Regarding Noahide laws, I am not able to understand them clearly. I apologize. I will do some more research and get back on that later.

  • 2
    Hello G.D. Singh. Welcome to Mi Yodeya. Just so you know, the reason this answer has been downvoted is because it does not answer the question. As is mentioned in the comments, Christianity considers itself to be monotheistic, but we consider it to be shittuf. The question asks for sources that discuss the halachic status of Sikhism. Not for personal opinion based on random internet people's interpretation of halacha.
    – Daniel
    Commented Dec 5, 2013 at 20:07
  • 6
    I think you give a good answer regarding what Sikhism is and there is a good chance that you are correct (and that is "pure monotheism" similar to Judaism and Islam), but that not exactly what was asked. Thank you for your input anyway since it was still informative.
    – Mike
    Commented Dec 6, 2013 at 2:27
  • As i quoted i was not able to understand the words used in the question clearly, as they are new and complex to me. But on my behalf i think i have answered the question partially correct as our religion is not "abodah zara". It's a monotheistic religion. en.wikipedia.org/wiki/Monotheistic#Sikhism Coming to downgrading the answer, there was not need for it. My answer was just incomplete, just like other answers mentioned here: judaism.stackexchange.com/questions/12229/… These answers mostly do not cite any references too.
    – G.D. Singh
    Commented Dec 6, 2013 at 5:20
  • 1
    I disagree, @doubleaa. Not entirely, but on the point that this isn't a valuable contribution. It can be improved upon, certainly, but I think it's a useful starting point for the Halachic discussion.
    – Seth J
    Commented Dec 6, 2013 at 13:43
  • 2
    This answer is downvoted, I'm sure, because of the fact that, although informative, it's incomplete (at best). The question specifically asks for sources explicitly discussing the Halachic status of Sikhism. Despite its usefulness in the discussion (which I believe it has, as I stated above), there's a good case to be made for deletion as "not an answer".
    – Seth J
    Commented Dec 6, 2013 at 13:45

I'm not aware of any halachic literature on the subject, but I've never seen any reason to treat it as Avoda Zara. Sikhism has some qualms with some of the practices of Islam (e.g. circumcision) but generally stays quite close to its overall theology.

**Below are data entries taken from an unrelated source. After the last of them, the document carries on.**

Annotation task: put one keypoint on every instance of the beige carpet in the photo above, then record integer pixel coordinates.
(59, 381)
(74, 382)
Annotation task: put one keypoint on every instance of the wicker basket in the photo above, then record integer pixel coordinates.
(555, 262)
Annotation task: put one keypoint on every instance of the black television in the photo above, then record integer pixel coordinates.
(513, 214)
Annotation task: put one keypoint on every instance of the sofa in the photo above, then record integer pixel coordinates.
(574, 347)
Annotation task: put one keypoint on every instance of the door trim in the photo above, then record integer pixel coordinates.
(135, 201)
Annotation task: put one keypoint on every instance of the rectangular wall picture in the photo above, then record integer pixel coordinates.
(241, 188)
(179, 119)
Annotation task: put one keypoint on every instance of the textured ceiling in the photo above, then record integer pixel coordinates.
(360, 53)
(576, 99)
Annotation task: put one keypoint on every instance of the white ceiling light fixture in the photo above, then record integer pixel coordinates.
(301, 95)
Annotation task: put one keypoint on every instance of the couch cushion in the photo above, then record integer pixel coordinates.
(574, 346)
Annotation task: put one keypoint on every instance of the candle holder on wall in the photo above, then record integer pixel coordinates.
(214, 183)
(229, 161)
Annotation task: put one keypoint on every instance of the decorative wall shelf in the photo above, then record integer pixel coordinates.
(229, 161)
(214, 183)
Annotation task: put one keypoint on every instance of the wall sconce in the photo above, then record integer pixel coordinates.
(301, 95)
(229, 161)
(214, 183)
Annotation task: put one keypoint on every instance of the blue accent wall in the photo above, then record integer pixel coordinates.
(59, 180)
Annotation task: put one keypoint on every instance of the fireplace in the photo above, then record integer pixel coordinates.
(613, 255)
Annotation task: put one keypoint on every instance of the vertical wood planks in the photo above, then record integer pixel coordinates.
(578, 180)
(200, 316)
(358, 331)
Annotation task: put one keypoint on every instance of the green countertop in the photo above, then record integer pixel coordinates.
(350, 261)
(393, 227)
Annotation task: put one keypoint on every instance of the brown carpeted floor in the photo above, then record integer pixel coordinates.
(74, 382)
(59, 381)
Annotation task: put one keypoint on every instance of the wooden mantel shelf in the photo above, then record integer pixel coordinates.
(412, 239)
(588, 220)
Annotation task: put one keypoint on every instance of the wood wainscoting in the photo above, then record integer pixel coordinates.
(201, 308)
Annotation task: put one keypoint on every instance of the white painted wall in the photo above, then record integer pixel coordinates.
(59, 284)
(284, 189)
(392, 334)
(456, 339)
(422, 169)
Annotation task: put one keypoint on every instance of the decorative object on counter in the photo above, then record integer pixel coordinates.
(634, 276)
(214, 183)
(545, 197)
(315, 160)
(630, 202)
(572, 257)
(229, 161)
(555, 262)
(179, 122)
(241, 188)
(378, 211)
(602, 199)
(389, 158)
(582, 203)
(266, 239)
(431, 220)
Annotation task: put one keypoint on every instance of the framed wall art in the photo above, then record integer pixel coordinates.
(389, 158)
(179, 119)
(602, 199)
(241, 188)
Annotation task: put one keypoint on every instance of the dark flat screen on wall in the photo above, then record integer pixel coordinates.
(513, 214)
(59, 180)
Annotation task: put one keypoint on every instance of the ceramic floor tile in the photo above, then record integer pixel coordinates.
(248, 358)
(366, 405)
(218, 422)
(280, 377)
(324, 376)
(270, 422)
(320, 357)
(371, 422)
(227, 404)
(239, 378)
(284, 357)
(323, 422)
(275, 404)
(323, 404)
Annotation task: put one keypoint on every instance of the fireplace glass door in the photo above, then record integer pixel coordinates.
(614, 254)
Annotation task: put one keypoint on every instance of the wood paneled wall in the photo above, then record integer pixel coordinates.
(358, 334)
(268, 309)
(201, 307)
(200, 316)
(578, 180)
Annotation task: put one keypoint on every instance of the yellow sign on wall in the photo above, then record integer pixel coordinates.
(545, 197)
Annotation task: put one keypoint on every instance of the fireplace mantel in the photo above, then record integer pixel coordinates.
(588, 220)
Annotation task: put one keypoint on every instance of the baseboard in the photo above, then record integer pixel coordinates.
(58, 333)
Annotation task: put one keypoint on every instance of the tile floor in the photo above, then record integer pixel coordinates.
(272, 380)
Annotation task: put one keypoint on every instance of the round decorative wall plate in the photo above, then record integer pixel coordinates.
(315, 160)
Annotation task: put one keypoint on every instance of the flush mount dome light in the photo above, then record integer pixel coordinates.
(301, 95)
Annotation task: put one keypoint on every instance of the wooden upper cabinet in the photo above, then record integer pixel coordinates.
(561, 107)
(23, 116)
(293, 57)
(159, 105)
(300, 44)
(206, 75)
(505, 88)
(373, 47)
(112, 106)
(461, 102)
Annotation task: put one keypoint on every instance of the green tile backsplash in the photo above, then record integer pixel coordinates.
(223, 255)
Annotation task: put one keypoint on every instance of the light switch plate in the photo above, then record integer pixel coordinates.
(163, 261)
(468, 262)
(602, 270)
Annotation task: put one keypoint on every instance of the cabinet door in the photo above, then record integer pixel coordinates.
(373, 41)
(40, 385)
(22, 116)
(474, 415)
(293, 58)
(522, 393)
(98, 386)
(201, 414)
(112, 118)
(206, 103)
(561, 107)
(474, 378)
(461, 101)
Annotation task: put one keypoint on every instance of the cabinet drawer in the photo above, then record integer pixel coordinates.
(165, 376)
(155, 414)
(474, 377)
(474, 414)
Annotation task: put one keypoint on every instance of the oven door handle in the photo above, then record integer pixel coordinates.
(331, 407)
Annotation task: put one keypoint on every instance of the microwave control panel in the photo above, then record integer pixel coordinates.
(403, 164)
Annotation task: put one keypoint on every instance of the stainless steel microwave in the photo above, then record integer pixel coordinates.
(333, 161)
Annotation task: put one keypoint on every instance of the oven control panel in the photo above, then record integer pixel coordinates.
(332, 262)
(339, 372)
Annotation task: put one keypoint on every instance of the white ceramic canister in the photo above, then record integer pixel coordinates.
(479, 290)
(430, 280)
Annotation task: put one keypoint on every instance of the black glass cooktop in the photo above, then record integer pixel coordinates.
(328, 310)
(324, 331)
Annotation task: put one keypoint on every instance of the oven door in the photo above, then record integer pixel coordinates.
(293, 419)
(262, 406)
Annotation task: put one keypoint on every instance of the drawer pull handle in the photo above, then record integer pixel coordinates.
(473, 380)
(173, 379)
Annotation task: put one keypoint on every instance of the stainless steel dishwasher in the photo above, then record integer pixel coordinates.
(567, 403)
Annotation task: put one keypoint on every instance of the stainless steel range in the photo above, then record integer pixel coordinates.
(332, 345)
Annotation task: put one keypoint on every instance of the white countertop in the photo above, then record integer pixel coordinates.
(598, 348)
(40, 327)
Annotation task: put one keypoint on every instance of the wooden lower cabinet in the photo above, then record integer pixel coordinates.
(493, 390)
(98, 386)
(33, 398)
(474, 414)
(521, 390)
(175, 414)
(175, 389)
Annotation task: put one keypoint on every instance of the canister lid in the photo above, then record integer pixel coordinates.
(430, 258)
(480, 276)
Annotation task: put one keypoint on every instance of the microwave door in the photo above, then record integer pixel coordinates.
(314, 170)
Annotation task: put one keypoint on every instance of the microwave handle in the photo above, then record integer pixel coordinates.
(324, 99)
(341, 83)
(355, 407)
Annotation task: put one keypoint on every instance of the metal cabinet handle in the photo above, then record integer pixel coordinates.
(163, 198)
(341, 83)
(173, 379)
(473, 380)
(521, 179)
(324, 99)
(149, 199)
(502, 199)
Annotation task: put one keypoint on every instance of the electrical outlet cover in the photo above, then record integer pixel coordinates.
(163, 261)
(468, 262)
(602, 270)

I do not believe Sikhism contains elements of either avodah zarah or problematic Shituf.

Sikhism is a strict monotheism (Ek Onkar - One God) based on the teachings of the 11 Gurus (10 human teachers, one textual, the Guru Grath Sahib). It was started around 1500 CE by Guru Nanak in the Punjab part of India.

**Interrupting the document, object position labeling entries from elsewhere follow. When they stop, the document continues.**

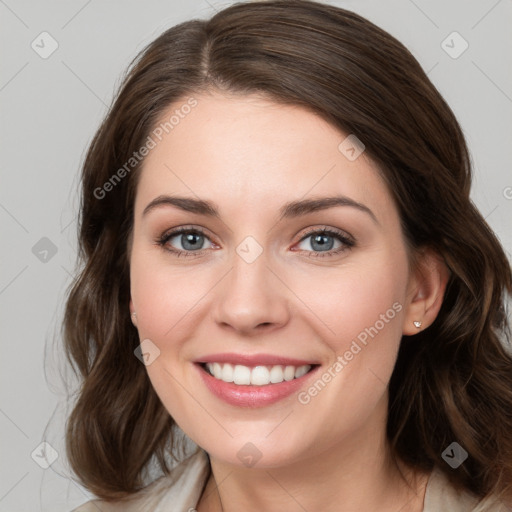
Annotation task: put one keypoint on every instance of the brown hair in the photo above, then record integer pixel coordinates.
(452, 382)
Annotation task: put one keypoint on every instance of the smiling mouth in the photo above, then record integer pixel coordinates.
(256, 375)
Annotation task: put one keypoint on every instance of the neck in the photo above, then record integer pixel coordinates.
(358, 473)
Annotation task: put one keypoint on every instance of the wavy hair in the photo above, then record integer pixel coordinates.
(452, 382)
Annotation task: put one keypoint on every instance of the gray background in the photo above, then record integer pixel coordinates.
(50, 109)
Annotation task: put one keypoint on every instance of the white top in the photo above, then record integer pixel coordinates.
(181, 490)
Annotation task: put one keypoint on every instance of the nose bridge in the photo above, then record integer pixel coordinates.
(251, 295)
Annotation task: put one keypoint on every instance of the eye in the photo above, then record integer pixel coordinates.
(184, 241)
(325, 242)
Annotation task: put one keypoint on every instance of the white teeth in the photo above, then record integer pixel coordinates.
(227, 373)
(258, 375)
(241, 374)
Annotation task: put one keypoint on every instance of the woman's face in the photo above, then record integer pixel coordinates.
(267, 275)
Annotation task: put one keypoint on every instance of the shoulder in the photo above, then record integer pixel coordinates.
(442, 496)
(181, 488)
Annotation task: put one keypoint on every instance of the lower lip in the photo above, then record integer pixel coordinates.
(252, 396)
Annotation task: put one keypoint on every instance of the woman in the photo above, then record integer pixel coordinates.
(282, 261)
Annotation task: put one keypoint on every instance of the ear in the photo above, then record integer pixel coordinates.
(426, 287)
(133, 314)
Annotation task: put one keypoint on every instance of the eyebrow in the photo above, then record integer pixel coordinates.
(290, 210)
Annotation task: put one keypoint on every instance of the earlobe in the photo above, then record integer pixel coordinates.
(133, 314)
(426, 291)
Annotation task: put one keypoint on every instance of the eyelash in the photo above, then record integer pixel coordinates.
(347, 242)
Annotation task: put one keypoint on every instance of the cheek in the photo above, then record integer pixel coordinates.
(350, 300)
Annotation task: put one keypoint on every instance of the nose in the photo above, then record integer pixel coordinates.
(251, 299)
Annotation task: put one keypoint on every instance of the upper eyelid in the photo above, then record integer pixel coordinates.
(332, 231)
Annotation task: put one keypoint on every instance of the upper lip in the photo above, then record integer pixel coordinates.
(253, 359)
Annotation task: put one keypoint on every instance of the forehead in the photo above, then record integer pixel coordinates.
(249, 150)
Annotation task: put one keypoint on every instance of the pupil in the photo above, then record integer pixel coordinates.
(323, 242)
(190, 240)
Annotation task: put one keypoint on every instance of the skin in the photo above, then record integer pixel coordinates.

For baptized (ordained/confirmed) Sikhs (male or female), strict vows are undertaken - lesser vows by the lay membership. These include -Rise in the anrit vela (21/2 hrs before sunrise) and recite morning prayers, meditations, yoga and others practices -Recite 2 other prayers throughout the day -Recite the evening prayer around sunset -Recite the night prayer before sleep -Refrain from intoxicants and stimulants -Treat all people with respect and courtesy and protect all human rights -Earn an honest living -Share with those in need

For many “baptized” (amritdhari) Sikhs they have additional commitments: -Refrain from all meats, fish, etc. -Keep all hair - kesh and wear the dastar (turban) -Carry kirpan (ceremonial blade), at least symbolically -Wear kachera (modest undershorts) -Use a kanda (wooden comb) -Wear the kara (steel bangle)

Put very simply, these are the do's and don'ts of Sikhism: Do: -Respect the equal rights of all regardless of rank, gender, caste, class, color, or creed. -Share with others, especially those in need. -Perform altruistic service for humanity. -Earn income by honest employment. -Come to the aid of the defenseless. -Keep all hair intact and unaltered. -Meditate and read or recite daily prayers. -Worship and recognize one divine light manifest in all. -Regard any other than one’s spouse as brothers or sisters. -Become initiated as Khalsa and wear the five articles of faith. -Follow ideals of the ten gurus, accepting the perpetual guidance of Sikhism's scripture the Guru Granth.

Eleven Sikhism Don'ts The goal of Sikhism is to subdue and overcome the effects of ego which foster duality and work to keep one from realizing enlightenment and union with the divine. These eleven Sikhism don’ts outline means of avoiding falling into the trap of egocentric living. Don't: -Worship idols. -Deify any human being. -Pray to demigods or deities. -Observe caste or gender inequality. -Give credence to auspicious dates, horoscopes, or astrology. -Be involved with illegal activities or dishonorable associates. -Cut or otherwise alter the hair of the head, face, or body. -Engage in premarital or extramarital intimacies. -Eat the meat of sacrificial animals. -Practice superstitious rituals. -Smoke or use intoxicants.

My knowledge of Sikhism is from being a professor of World Religions (and knowing adherents of Sikhi) and my knowledge regarding avoda zara and halacha is from being a rabbi. Brachot.

  • May be that some informations in your post are not needed for the proof that Sikhism isn't AZ. or Shituf.